Rest – the accepted practice for URL login in API REST

apiresturlweb

If I have: users, and I need to log in with api rest. What's the best way to do it?

1 /users/id/password

2 /users?id=id&password=pass

If I use the second option, I will need to validate if there are get parameters. If not, It will return all results.

This is not the answer I want now:
REST API Login Pattern

Best Answer

The link you added is valid, REST APIs are stateless, so they can't login in the traditional way, you MUST store the client session on the client side. If you use HTTPs you won't need login. If you don't, then your API won't be secure, so using password won't have any protection. I think that's all.
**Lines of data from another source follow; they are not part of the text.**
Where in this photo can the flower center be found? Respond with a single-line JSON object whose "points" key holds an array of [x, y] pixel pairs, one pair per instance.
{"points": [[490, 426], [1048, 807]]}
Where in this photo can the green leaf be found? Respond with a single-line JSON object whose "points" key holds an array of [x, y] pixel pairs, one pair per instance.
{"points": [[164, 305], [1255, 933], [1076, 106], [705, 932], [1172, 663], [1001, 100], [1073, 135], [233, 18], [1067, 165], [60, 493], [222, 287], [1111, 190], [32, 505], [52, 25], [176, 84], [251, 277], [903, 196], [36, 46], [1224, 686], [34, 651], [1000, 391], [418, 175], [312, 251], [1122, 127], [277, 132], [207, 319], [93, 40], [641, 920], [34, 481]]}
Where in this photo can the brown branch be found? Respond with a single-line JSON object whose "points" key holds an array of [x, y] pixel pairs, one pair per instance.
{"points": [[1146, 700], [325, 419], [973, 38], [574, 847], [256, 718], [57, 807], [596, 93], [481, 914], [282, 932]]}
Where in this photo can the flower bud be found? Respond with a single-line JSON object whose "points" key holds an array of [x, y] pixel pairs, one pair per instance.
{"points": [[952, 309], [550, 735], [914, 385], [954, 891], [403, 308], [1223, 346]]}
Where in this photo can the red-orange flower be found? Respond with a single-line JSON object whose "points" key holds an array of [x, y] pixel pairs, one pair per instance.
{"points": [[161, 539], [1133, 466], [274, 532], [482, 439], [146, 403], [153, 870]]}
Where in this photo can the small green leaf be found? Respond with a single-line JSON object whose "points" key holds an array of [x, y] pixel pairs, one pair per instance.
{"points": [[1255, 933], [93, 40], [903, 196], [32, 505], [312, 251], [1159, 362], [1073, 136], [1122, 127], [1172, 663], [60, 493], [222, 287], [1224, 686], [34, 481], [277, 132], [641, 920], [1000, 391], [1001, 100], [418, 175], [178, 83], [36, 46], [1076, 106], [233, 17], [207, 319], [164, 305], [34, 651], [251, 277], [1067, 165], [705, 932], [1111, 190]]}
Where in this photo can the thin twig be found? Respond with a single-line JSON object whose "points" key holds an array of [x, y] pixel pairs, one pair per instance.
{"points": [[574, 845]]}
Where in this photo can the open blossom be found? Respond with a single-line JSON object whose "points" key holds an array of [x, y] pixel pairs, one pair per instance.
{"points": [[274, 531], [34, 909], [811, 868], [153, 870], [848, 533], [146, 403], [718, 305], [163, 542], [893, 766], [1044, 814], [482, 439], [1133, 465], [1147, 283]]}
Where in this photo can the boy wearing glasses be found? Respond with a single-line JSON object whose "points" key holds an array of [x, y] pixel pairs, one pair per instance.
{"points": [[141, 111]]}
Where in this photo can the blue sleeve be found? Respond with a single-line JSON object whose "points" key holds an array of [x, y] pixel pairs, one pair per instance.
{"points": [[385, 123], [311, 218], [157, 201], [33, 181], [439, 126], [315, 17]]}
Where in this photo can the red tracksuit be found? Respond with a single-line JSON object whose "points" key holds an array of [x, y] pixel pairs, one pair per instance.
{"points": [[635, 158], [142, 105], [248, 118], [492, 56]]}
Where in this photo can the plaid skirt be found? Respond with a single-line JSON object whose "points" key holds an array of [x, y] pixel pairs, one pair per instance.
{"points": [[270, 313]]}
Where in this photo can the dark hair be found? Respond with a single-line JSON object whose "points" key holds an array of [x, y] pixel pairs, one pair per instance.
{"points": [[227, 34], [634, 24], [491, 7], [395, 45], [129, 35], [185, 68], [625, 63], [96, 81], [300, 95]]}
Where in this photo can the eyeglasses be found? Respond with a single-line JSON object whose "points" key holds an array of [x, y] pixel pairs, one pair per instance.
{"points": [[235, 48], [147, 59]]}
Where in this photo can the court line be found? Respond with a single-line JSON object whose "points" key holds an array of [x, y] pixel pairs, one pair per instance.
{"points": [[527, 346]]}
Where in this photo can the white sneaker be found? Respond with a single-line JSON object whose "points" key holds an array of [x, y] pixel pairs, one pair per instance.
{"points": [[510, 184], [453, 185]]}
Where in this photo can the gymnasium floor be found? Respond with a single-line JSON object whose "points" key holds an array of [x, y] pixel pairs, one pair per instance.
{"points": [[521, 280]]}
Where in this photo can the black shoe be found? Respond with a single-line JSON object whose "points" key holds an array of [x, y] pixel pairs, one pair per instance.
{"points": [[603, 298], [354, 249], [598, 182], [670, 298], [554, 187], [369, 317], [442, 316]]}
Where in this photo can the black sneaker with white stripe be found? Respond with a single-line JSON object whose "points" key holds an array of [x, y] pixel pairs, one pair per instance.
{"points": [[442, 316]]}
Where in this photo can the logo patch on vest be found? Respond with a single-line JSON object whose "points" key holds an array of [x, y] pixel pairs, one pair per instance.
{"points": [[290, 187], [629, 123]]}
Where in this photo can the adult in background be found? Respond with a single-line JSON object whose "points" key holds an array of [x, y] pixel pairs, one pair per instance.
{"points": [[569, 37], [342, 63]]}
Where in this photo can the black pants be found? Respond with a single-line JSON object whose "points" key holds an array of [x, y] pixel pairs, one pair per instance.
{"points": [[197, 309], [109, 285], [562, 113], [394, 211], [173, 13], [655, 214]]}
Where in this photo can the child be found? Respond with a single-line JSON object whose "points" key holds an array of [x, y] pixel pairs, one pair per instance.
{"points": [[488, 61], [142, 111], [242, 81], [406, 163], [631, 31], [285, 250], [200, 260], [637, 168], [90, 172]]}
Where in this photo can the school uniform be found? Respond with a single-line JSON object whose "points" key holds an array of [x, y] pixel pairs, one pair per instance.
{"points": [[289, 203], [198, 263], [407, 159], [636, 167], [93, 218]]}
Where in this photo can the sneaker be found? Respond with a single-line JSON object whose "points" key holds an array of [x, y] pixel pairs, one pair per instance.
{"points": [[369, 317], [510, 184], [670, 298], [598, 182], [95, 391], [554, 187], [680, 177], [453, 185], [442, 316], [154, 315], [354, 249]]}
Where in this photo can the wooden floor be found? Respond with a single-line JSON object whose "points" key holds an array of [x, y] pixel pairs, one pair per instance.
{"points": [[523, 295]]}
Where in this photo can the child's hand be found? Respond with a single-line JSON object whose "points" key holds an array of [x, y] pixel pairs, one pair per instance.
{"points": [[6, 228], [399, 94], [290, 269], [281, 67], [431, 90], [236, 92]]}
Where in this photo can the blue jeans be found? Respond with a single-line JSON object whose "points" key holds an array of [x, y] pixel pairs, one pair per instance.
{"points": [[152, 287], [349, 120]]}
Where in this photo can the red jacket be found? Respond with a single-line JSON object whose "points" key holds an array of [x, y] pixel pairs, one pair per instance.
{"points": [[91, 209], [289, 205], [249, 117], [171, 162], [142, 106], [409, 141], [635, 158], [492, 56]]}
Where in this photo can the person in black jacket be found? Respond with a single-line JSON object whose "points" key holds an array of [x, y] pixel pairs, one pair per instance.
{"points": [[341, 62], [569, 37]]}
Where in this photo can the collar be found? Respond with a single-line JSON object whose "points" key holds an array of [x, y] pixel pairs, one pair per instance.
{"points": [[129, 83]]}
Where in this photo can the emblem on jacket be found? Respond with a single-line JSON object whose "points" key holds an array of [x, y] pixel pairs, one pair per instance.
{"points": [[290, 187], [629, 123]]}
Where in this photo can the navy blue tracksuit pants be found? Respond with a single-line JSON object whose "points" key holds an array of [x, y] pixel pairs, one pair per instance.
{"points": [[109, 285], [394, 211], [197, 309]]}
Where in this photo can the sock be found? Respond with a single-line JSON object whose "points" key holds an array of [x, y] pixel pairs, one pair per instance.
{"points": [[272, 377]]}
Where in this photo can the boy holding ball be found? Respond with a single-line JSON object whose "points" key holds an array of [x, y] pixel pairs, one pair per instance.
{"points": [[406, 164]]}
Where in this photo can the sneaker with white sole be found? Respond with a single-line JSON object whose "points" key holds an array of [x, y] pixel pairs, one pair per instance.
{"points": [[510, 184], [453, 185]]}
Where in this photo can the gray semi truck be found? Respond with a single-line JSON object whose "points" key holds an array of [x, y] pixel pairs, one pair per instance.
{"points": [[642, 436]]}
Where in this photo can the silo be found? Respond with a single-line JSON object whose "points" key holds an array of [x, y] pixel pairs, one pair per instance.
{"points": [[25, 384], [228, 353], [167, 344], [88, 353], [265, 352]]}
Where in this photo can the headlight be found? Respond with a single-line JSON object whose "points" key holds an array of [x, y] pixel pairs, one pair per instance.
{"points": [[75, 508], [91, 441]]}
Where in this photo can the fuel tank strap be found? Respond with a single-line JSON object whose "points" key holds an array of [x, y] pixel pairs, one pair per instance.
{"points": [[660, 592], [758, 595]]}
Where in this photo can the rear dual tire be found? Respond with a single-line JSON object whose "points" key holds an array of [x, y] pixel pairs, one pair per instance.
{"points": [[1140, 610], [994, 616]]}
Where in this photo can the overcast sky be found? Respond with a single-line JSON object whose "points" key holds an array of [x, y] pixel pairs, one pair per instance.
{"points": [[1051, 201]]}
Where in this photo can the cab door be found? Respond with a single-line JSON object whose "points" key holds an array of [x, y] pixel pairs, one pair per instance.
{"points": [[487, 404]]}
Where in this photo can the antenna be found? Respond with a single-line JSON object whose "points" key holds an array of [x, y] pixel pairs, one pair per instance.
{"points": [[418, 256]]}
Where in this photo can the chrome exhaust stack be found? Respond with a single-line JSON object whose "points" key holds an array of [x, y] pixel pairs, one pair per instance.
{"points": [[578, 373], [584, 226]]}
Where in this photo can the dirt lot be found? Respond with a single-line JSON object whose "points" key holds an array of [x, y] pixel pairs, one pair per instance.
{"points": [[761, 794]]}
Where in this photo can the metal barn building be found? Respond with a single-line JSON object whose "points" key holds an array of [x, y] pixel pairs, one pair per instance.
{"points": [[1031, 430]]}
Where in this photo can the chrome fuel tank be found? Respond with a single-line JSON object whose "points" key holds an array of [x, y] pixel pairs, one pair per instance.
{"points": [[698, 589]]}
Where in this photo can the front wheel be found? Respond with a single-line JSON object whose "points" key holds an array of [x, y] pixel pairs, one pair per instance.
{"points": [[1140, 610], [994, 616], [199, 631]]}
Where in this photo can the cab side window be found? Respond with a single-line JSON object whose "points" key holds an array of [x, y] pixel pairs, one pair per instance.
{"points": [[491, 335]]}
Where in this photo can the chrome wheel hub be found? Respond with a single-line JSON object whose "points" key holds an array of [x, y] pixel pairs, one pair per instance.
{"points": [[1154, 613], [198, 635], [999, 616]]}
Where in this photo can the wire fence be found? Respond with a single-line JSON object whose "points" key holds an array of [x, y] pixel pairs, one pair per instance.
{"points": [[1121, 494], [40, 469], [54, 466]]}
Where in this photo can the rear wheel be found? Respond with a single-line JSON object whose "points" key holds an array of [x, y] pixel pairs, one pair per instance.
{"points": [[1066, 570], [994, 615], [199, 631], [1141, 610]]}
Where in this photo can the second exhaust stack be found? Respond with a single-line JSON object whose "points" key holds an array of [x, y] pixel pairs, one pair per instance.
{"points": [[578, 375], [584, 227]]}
If you want to both stay stateless and send tokens, then you have to sign for example the user id on the server. So by the next request you can send both the user id and the signature instead of the email and password. This way the server will know that you have been logged in earlier to the account the user id belongs to. I don't recommend you to use the URI for sending sensitive data. It is better to use the request body with POST. The URI structure depends on your taste, I would use something like this:

POST /users/1/tokens/ {email: "..", password: ".."}
201 {id: 1, expires: "..", signature: ".."}

Be aware that you have to send every variables you signed, so, the id, the expiration time (added by the server), probably the ip address, a random number, etc... You MUST not store anything on the server (including the token), otherwise the communication will be stateful.

I am not a security expert, but I think this solution does not make sense in most of the cases, so you need to justify somehow, why your API needs it. It is used for example for signing each request coming from 3rd party clients. If you cannot justify it, I recommend you to use the default approach, which is using HTTPS, logging in on the client side and sending HTTP Authorization header with email and password by every request.